“Rewrite it in Rust!” really picked up some steam and for a good reason: you get safety,
expressiveness… and often better performance too. One such project is a rewrite
of GNU coreutils in Rust. coreutils
has been developed and improved over many years, so it’d be
interesting to see where the rewrite will land performance-wise.
In the meantime, I decided to take the venerable du
utility and re-implement it in
Rust. Moreover, I wanted to take full advantage of Rust’s “fearless concurrency” and use async
and tokio
to extract more performance in a multi-core environment.
In this video, I implement a toy clone of du
in Rust in 3 different ways:
- using standard library and blocking APIs,
- using async and tokio, but doing naive sequential processing,
- using more advances async features (streams,
FuturesUnordered
, select) to extract more parallelism out of the async code.
Finally, all versions are benchmarked on Windows, WSL2, and Linux with surprising performance results!

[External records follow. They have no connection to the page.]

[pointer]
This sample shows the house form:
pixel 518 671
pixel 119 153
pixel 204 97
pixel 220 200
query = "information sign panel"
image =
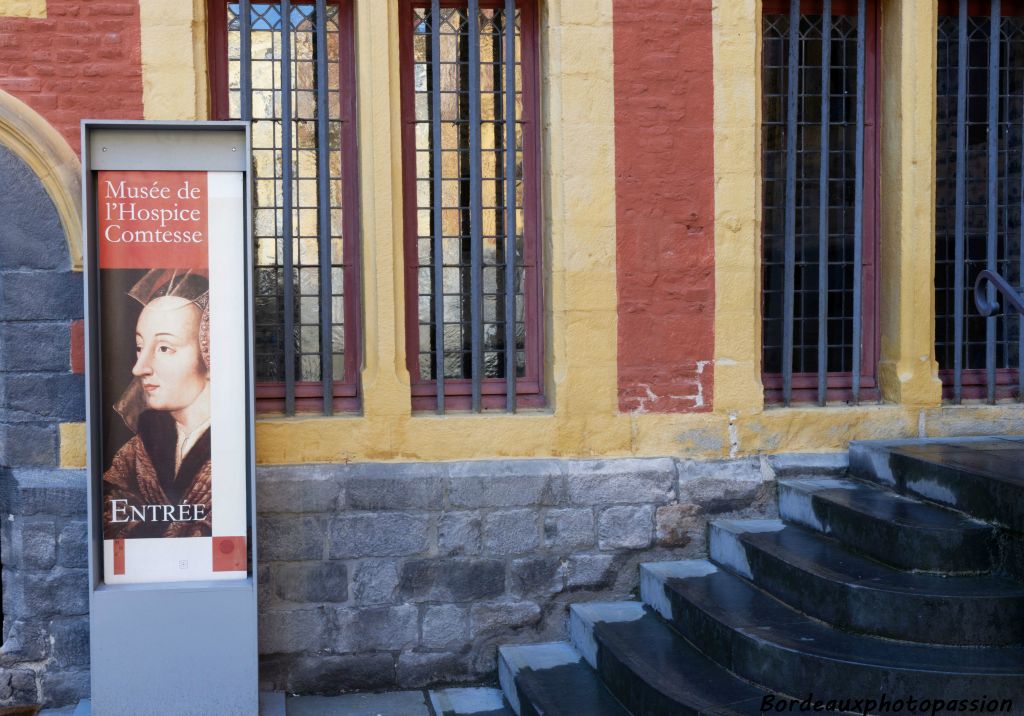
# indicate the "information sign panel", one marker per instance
pixel 169 377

The full set of benchmark results is available on the GitHub, but a very short summary is that:
- Synchronous file IO is very fast on Linux and it’s hard to beat
du
’s performance when the disk cache is warm. However, walking the directory tree in parallel can be beneficial for cases when your files are not on the disk and need to be materialized. - Performance depends heavily on the underlying file system. Therefore, there’s no “one size fits
all” solution. To build “the fastest cross-platform
du
”, you’d need to tune and benchmark the implementation for each file system separately.